4. Pain management. Enhance access to comprehensive, multidisciplinary, multimodal pain care, including non-opioid and non-pharmacologic pain care options.
5. Access to naloxone. Reduce harm by expanding access to naloxone and coordinating care for patients in crisis.
6. Evaluation. Evaluate policies and outcomes to identify what is working to build on the most successful efforts, and also to identify policies and programs that may need to be revised or rescinded.
Conclusion
Policymakers and regulators across the country and in Washington, D.C., have made ending the opioid epidemic their highest priority. This epidemic has led to the passage of hundreds of new laws, regulations, clinical guidelines and national recommendations. Some policies are evidence-based, such as increasing access to MAT, removing barriers to comprehensive pain care and enhancing availability of naloxone to help prevent overdose deaths. Others, such as arbitrary prescribing limits and prior authorization for MAT, continue to hurt efforts to improve patient outcomes. There must be a thorough evaluation and commitment by states to further policies that work and revise or rescind policies that are demonstrating harm to patients.

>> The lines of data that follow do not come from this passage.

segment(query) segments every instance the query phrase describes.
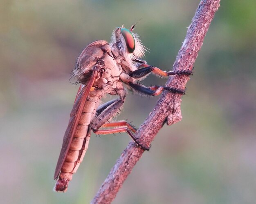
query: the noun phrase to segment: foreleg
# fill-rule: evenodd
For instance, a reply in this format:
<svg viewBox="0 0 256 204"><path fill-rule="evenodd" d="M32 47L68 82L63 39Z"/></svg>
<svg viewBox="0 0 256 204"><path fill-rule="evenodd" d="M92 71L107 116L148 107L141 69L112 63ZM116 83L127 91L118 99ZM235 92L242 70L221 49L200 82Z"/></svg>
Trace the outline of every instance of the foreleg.
<svg viewBox="0 0 256 204"><path fill-rule="evenodd" d="M146 64L146 65L148 65ZM144 67L145 65L143 64ZM155 67L152 66L148 66L137 69L134 71L131 71L129 73L129 75L132 78L138 79L143 77L150 72L153 72L155 74L159 75L162 76L167 76L171 75L189 75L192 73L192 71L186 70L184 71L164 71L157 67Z"/></svg>
<svg viewBox="0 0 256 204"><path fill-rule="evenodd" d="M175 93L184 94L185 93L184 90L179 89L168 86L154 86L148 88L142 85L131 82L128 82L128 85L137 93L147 95L152 95L153 96L157 95L162 93L164 90L167 90L171 93Z"/></svg>

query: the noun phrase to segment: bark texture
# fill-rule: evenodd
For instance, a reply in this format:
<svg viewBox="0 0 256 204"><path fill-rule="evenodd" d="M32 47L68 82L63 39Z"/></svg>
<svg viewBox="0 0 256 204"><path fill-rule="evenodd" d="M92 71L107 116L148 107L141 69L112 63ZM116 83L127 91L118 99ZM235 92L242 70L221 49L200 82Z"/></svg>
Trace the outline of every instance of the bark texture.
<svg viewBox="0 0 256 204"><path fill-rule="evenodd" d="M193 69L211 22L220 7L220 1L201 0L173 64L173 70ZM166 85L184 89L189 79L189 77L186 76L171 77ZM181 120L181 96L166 91L162 94L152 111L136 132L135 137L139 138L142 144L150 145L165 123L170 125ZM117 161L91 203L111 203L144 152L131 141Z"/></svg>

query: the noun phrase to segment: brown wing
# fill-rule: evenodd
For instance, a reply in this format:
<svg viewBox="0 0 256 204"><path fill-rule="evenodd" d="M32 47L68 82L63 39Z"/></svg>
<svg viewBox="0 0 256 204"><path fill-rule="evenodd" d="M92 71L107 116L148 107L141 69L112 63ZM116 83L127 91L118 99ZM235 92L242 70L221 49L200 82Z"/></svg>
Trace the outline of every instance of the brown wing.
<svg viewBox="0 0 256 204"><path fill-rule="evenodd" d="M97 72L96 71L93 71L90 80L88 81L87 84L86 85L81 84L79 88L73 106L73 109L70 113L70 118L68 125L63 138L62 147L61 147L61 153L55 169L54 180L56 180L58 178L62 165L65 160L86 98L88 96L91 88L94 83L97 73Z"/></svg>

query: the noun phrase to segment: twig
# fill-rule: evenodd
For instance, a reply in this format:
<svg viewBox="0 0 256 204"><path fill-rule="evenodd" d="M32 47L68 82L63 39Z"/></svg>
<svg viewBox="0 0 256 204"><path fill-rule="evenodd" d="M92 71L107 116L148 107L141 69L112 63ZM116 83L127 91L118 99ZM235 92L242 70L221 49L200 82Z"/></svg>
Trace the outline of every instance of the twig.
<svg viewBox="0 0 256 204"><path fill-rule="evenodd" d="M192 69L211 22L220 6L220 1L201 0L173 64L173 70ZM189 79L188 76L175 76L169 79L166 85L183 89ZM181 98L180 94L167 91L162 95L136 133L135 137L140 138L142 144L150 145L166 122L170 125L181 120ZM91 203L110 203L144 152L131 141L117 161Z"/></svg>

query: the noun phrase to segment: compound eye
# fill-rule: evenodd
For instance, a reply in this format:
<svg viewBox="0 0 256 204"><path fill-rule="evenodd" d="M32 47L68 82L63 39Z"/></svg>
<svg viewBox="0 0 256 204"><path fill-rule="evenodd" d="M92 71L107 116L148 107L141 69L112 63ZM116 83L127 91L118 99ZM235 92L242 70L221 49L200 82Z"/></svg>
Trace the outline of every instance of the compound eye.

The AMA–Manatt analyses also revealed multiple areas in which there have been positive outcomes and promising results. This includes the development of hub-and-spoke models of care, community-based naloxone access efforts, and reforms in state Medicaid agencies to improve access to non-opioid pain care. These efforts represent areas that all states can learn from and potentially adopt. Putting these efforts into action, however, will require state regulators to commit to meaningful oversight and enforcement of mental health and substance use disorder parity laws and take bold steps to identify and resolve gaps in treatment networks.
The analyses also identified several areas in which additional work can be done to further increase access to evidence-based care. This includes work being done by emergency departments to assess and refer patients to treatment for opioid use disorder, but many successful pilot programs are dependent on grant funding. Further success of these pilots will require states to commit considerable resources to ensure long-term benefits.